La ANSeS estableció la mínima y la máxima. También los nuevos valores para la PUAM y la PBU.

La jubilación mínima que paga la ANSeS subirá a los 11.528 pesos a partir del 1 de junio y la máxima ascenderá a los 84.459 pesos, según se oficializó este martes.

Así lo señala la Resolución 139/2019 de la Administración Nacional de la Seguridad Social, publicada en el Boletín Oficial de la presente jornada.

La medida precisa que el haber mínimo garantizado vigente a partir de junio de 2019, establecido de conformidad con las previsiones del artículo 8º de la Ley Nº 26.417, será de 11.528,44 pesos.

A su vez, el haber máximo vigente se ubicará en los 84.459,47 desde el sábado próximo.

En tanto, las bases imponibles mínima y máxima previstas para el cálculo de los aportes y contribuciones (Ley Nº 24.241) quedaron establecidas en 4.009,94 pesos y 130.321,52 pesos, respectivamente, a partir del período devengado junio de 2019.

Pensiones

La Prestación Básica Universal (PBU) subirá desde el sábado 1 de junio a los 5.446,47 pesos y la Pensión Universal para el Adulto Mayor (PUAM) ascenderá a los 9.222,75 pesos, según la resolución oficial.

El organismo previsional estableció también que las remuneraciones de los afiliados que cesaren en la actividad el 31 de mayo de 2019 o los que, encontrándose encuadrados en la compatibilidad establecida por el artículo 34° de la Ley Nº 24.241 y sus modificatorias, continúen en actividad y solicitaren la prestación a partir del 1° de junio de 2019, se actualizarán a los fines establecidos por el artículo 24 inciso a) de la Ley Nº 24.241 y sus modificatorias.

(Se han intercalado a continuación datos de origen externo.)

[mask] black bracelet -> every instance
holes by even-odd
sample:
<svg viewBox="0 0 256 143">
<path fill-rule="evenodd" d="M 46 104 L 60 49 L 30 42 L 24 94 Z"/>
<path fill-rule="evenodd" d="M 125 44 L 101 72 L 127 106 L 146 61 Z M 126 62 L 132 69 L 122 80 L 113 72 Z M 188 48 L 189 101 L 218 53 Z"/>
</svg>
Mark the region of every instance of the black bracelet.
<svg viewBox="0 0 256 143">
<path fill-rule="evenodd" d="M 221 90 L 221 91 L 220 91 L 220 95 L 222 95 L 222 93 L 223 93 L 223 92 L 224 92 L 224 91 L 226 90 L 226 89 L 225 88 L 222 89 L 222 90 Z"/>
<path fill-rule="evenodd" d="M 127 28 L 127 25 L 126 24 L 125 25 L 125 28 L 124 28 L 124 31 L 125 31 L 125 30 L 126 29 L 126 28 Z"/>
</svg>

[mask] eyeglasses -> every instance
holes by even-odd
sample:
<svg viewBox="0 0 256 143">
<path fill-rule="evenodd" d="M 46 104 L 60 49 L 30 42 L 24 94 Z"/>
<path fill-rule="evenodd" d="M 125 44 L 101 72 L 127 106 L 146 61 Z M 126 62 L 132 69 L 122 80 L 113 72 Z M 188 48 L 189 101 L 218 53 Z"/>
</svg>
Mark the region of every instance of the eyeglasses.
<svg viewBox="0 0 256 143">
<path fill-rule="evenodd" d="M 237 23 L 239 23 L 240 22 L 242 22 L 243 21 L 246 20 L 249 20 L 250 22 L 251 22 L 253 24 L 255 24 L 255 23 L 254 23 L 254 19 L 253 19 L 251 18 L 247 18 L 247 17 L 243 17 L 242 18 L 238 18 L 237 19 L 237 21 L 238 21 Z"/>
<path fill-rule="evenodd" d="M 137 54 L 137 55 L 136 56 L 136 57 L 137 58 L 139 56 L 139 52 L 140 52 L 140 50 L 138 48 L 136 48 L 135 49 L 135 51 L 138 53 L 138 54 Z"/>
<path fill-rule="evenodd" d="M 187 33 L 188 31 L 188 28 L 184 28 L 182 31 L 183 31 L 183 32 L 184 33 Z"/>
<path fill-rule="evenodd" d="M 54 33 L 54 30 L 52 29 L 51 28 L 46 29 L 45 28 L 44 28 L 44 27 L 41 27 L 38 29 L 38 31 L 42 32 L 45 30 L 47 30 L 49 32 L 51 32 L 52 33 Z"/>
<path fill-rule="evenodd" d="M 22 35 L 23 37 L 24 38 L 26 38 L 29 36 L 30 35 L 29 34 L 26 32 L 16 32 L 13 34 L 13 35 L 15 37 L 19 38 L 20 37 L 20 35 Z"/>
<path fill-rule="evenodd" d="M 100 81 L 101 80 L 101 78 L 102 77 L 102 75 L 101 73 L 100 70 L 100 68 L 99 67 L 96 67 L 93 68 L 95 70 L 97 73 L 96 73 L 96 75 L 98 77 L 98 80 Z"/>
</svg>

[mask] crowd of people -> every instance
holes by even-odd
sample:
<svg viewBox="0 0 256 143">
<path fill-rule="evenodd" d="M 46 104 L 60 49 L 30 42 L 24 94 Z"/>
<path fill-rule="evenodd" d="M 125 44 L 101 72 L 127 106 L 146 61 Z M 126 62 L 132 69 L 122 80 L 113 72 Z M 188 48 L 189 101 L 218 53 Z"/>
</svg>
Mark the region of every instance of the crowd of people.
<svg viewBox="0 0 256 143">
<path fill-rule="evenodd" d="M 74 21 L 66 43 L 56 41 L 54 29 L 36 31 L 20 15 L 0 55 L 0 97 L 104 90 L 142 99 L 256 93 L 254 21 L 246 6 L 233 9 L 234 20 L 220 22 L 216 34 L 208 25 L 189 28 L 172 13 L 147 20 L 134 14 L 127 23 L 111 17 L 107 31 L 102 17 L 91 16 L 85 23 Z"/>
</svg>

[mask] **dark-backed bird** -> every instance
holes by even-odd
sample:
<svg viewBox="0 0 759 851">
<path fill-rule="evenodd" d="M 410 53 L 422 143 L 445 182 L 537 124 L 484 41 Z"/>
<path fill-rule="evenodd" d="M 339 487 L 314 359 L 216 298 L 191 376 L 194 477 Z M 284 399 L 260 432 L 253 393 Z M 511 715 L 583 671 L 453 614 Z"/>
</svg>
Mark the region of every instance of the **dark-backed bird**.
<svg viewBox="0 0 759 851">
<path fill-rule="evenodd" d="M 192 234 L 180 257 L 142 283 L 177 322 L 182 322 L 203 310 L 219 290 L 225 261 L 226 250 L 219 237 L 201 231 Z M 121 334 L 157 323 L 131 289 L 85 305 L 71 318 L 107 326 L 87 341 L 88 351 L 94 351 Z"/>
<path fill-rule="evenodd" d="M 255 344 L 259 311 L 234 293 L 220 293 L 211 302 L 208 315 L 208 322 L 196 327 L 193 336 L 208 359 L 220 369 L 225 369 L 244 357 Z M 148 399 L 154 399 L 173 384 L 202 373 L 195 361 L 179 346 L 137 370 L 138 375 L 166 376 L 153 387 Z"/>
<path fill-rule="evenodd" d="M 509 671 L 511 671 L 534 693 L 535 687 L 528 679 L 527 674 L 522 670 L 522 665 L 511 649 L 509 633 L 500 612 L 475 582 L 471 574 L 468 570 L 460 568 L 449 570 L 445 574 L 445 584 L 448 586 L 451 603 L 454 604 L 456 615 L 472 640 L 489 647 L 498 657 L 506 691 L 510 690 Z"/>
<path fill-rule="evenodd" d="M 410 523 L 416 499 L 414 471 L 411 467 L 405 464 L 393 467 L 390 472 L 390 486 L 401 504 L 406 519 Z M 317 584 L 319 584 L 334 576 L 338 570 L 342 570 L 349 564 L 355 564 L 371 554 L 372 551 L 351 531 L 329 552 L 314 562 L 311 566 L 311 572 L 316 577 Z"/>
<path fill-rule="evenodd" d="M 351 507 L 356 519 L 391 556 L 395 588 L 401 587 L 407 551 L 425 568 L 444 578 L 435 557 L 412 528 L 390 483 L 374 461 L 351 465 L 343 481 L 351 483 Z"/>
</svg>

Así, si todos los servicios con aportes computados lo fueren en relación de dependencia, el haber será equivalente al 1,5% por cada año de servicio con aportes o fracción mayor de seis meses, hasta un máximo de 35 años, calculado sobre el promedio de remuneraciones sujetas a aportes y contribuciones actualizadas y percibidas durante el período de diez años inmediatamente anterior a la cesación del servicio.

La medida aclara que no se computarán los períodos en que el afiliado hubiere estado inactivo, y consecuentemente no hubiere percibido remuneraciones.